News & Ideas

National Media Attention for Acquisition of Angela Y. Davis Papers

The Schlesinger Library announced a major acquisition this past February: the papers of the prominent political activist and pioneering feminist thinker Angela Y. Davis.

The Schlesinger Library announced a major acquisition this past February: the papers of the prominent political activist and pioneering feminist thinker Angela Y. Davis. The acquisition was made in collaboration with Harvard’s Hutchins Center for African & African American Research. A small team of Schlesinger librarians traveled to Davis’s home in California to pack the more than 150 cartons of unique and rare material, including correspondence, photographs, unpublished speeches, teaching materials, organizational records, and audio from the radio show Angela Speaks.

The announcement sparked interest in both local and national media, generating articles in outlets as varied as the Harvard Crimson and the Root. “The acquisition comes as scholars are telling a less male dominated, top-down story about the Black Power movement and the left in general,” wrote Jennifer Schuessler in the New York Times. “It also sheds light on the rise of intersectional feminism (which takes into account women’s overlapping identities) and the campaign against mass incarceration, to name two causes Prof. Davis helped pioneer before there were quite words for them.”

Davis herself expressed gratification at making the Schlesinger the final home of her papers. “My papers reflect 50 years of involvement in activist and scholarly collaborations seeking to expand the reach of justice in the world,” she said in a statement. “I am very happy that at the Schlesinger Library they will join those of June Jordan, Patricia Williams, Pat Parker, and so many other women who have been advocates of social transformation.”

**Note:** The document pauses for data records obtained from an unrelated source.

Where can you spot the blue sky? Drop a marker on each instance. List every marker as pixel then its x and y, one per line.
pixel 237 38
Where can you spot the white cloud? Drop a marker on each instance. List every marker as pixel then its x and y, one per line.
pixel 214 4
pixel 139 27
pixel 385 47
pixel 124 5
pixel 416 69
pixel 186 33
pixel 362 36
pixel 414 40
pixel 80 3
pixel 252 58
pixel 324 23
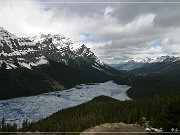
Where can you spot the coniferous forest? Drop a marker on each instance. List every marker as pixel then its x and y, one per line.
pixel 160 112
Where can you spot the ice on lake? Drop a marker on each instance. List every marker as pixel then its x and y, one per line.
pixel 34 108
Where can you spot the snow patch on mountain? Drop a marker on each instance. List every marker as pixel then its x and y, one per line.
pixel 15 51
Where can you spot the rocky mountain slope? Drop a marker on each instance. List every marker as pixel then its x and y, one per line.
pixel 30 66
pixel 15 51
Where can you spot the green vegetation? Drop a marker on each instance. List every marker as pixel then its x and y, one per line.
pixel 25 82
pixel 161 112
pixel 151 85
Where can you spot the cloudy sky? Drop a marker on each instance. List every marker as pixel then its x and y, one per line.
pixel 114 31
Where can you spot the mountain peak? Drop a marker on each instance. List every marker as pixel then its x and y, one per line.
pixel 5 34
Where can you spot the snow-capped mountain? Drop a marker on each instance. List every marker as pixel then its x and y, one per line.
pixel 61 49
pixel 55 62
pixel 15 51
pixel 136 63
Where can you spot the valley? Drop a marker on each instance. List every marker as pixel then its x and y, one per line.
pixel 41 106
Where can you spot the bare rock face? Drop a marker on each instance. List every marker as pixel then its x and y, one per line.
pixel 18 52
pixel 115 128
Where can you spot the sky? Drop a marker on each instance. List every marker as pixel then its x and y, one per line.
pixel 114 31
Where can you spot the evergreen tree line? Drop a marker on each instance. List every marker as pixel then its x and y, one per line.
pixel 160 112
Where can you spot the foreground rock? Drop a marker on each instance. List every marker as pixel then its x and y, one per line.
pixel 117 128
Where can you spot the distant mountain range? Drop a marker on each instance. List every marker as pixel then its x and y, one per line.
pixel 150 65
pixel 43 63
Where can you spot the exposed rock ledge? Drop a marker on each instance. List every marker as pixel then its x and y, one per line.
pixel 117 128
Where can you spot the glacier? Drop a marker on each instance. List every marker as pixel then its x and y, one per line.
pixel 34 108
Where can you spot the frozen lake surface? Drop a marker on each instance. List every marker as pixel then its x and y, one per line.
pixel 37 107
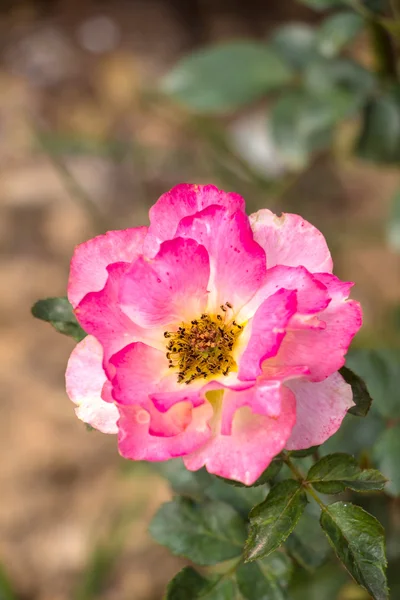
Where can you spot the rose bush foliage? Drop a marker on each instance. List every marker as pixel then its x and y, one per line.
pixel 212 336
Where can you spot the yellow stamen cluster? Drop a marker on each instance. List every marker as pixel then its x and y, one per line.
pixel 203 347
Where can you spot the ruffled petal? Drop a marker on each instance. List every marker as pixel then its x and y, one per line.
pixel 237 262
pixel 254 440
pixel 320 347
pixel 312 294
pixel 168 289
pixel 136 442
pixel 181 201
pixel 290 240
pixel 320 409
pixel 89 263
pixel 266 331
pixel 85 378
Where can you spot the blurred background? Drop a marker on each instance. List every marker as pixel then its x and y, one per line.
pixel 103 107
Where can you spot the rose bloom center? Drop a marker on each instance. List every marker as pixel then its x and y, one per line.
pixel 204 346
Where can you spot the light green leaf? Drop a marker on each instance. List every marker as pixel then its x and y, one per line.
pixel 307 545
pixel 322 4
pixel 263 580
pixel 346 83
pixel 273 520
pixel 386 454
pixel 361 397
pixel 358 540
pixel 393 225
pixel 301 124
pixel 226 77
pixel 295 43
pixel 333 473
pixel 59 312
pixel 380 370
pixel 206 533
pixel 379 140
pixel 337 31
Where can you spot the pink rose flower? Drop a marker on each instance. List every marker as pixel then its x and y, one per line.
pixel 212 336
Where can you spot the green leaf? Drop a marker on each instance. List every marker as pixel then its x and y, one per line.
pixel 386 454
pixel 188 583
pixel 358 540
pixel 295 43
pixel 59 312
pixel 303 453
pixel 266 579
pixel 343 82
pixel 300 124
pixel 307 545
pixel 273 520
pixel 322 4
pixel 361 397
pixel 206 533
pixel 379 140
pixel 393 225
pixel 333 473
pixel 226 77
pixel 381 371
pixel 337 31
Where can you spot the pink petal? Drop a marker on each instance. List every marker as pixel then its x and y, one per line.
pixel 267 330
pixel 253 443
pixel 168 289
pixel 184 200
pixel 90 260
pixel 290 240
pixel 85 378
pixel 237 262
pixel 135 441
pixel 100 315
pixel 321 408
pixel 312 294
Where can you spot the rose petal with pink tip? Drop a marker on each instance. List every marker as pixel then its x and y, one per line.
pixel 85 378
pixel 320 408
pixel 290 240
pixel 89 263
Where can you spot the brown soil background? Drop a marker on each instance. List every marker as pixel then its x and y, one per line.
pixel 62 488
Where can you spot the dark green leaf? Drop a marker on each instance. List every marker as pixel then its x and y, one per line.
pixel 381 371
pixel 58 312
pixel 322 4
pixel 393 225
pixel 295 44
pixel 274 519
pixel 226 77
pixel 361 397
pixel 303 453
pixel 358 540
pixel 301 124
pixel 266 579
pixel 333 473
pixel 386 453
pixel 189 584
pixel 379 140
pixel 355 435
pixel 337 31
pixel 206 533
pixel 342 82
pixel 307 545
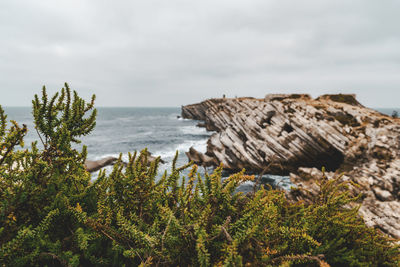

Speaking for the Library, Jane Kamensky, the Carl and Lily Pforzheimer Foundation Director, said, “We are honored that Professor Angela Y. Davis chose the Schlesinger Library to be the permanent repository for a remarkable collection documenting a remarkable life.”

Davis is known as a leading figure in the struggle for human rights and against racial discrimination in the United States and a foundational thinker in African American feminism. Her long-standing commitment to prisoners’ rights dates to her involvement in the campaign to free three California inmates known as the Soledad Brothers, who were accused of killing a prison guard during a 1970 riot at Soledad Prison in California’s Central Valley. Davis, then just 26, emerged as a leader of the Soledad Brothers Defense Committee, which galvanized the left, including such disparate figures as James Baldwin, Jane Fonda, Jean Genet, and Jessica Mitford. Her activism in the Soledad Brothers’ behalf led to her own arrest and imprisonment. She was placed on the FBI’s Ten Most Wanted list on false charges, becoming the subject of an intense police search that drove her underground and culminated in one of the most famous trials in recent US history. During her 16-month incarceration, a massive international “Free Angela” campaign was organized. She was acquitted in 1972.

“Angela Y. Davis has lived her life lending her voice to those who could not speak for themselves,” says Kenvi Phillips, the Schlesinger’s curator for race and ethnicity, who was among those who traveled to Davis’s home. “Her decision to preserve her papers with the Library ensures that she will perpetually speak against inherently unequal power structures. We are thrilled to be part of the process of carrying the voice for the voiceless to future generations.”

Schlesinger archivists have begun processing the collection, to which Davis will continue to add. The Angela Y. Davis Papers will be available for research by 2020.